Building African Capacity to Manage Disasters
The Facilitators’ Guide to Disaster Management and single points of failure (SPOF) diagnostics, developed by Bournemouth University’s Disaster Management Centre, helps African disaster managers identify SPOF, enhance governance of disaster risk, and manage disasters efficiently.
Lee Miles, Professor and Deputy Dean, Bournemouth University
Call to Action
The main motivator for this innovation was to meet the urgent need for African disaster managers and stakeholders to be able to detect and understand deficiencies that could potentially lead to partial or full breakdowns in disaster management. This innovation was implemented in West Africa, focusing primarily on Sierra Leone. Sierra Leone is prone to climate-related disasters like fires, water shortages, floods, and mudslides. The country has also seen serious disease outbreaks like Ebola and COVID-19. On the World Risk Index 2021, Sierra Leone rates 47th among 181 nations, recording high scores for vulnerability, susceptibility, and lack of coping capacities.
The solution often propagated by international institutions like the United Nations Office of Disaster Risk Reduction or the World Bank has been to develop formal disaster risk management programs. Sierra Leone also has a new National Disaster Management Agency, launched in November 2020. However, “shiny” new systems are sometimes disconnected from the realities that disaster managers experience on the ground. In Sierra Leone, volunteers often conduct disaster management with limited funding. The gaps between the formal disaster risk management systems and practical challenges mean that the entire system will be prone to failures.

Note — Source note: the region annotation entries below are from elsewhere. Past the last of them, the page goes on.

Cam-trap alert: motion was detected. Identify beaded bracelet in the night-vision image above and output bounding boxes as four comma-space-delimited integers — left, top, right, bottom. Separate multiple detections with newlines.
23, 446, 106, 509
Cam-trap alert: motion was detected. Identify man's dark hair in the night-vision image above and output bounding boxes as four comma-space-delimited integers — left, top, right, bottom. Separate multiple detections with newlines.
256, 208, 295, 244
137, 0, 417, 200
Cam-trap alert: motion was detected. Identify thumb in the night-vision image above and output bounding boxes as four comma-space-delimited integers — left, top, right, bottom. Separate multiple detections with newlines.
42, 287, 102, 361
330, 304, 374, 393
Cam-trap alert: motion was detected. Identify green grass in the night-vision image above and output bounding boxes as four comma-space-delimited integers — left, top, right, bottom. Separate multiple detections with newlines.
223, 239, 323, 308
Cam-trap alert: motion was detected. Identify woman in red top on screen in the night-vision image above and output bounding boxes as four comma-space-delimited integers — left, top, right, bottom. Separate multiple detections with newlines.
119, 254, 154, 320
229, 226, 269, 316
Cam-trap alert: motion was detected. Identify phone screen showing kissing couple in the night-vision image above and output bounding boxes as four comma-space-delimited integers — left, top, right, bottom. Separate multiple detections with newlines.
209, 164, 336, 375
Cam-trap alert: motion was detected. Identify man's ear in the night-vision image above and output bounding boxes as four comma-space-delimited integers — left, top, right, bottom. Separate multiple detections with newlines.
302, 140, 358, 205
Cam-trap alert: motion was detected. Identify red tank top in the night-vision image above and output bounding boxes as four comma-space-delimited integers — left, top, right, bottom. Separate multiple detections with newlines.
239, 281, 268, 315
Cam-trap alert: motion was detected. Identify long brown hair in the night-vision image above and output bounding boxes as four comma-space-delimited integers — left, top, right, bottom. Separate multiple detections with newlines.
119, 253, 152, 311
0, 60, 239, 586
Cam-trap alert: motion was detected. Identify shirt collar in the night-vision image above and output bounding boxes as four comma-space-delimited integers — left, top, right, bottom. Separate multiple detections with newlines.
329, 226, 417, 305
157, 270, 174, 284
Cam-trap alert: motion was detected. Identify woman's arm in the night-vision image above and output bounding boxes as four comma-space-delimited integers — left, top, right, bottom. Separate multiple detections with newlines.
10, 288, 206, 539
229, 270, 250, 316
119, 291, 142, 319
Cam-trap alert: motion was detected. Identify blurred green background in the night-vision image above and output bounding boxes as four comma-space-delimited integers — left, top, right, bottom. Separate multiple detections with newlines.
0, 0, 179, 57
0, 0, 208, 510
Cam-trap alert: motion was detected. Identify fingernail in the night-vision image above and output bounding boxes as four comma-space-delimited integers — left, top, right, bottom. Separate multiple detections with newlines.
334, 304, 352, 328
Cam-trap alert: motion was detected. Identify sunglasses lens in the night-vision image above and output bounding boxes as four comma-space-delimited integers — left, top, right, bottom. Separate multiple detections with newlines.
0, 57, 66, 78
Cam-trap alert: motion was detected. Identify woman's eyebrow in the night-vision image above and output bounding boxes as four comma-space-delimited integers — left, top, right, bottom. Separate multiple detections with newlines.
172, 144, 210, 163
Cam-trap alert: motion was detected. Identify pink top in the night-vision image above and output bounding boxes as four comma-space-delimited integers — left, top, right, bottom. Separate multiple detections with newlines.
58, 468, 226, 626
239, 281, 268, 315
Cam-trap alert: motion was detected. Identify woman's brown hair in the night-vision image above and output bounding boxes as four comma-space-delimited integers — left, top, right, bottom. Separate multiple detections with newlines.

There is a solution: Alongside the formal capacity building, focusing on small, specific, and manageable challenges, referred to as single points of failure (SPOF), will prepare African disaster managers to better prepare for and recover from crises, turning them into societal impact leaders promoting resilience in emergencies.
Bournemouth University Business School’s Disaster Management Centre (DMC) developed a Facilitators’ Guide to Disaster Management, along with SPOF diagnostics, that enables disaster managers and stakeholders involved in managing emergency situations to identify SPOF, enhance the governance of disaster risk, and manage disasters efficiently.
SPOF could be deficiencies in working infrastructure, such as inoperable communication systems or firefighters’ broken equipment. Diagnosing and addressing SPOF is essential in building effective disaster risk management systems, so with this innovation, DMC prepares disaster managers to confidently face the disasters of tomorrow.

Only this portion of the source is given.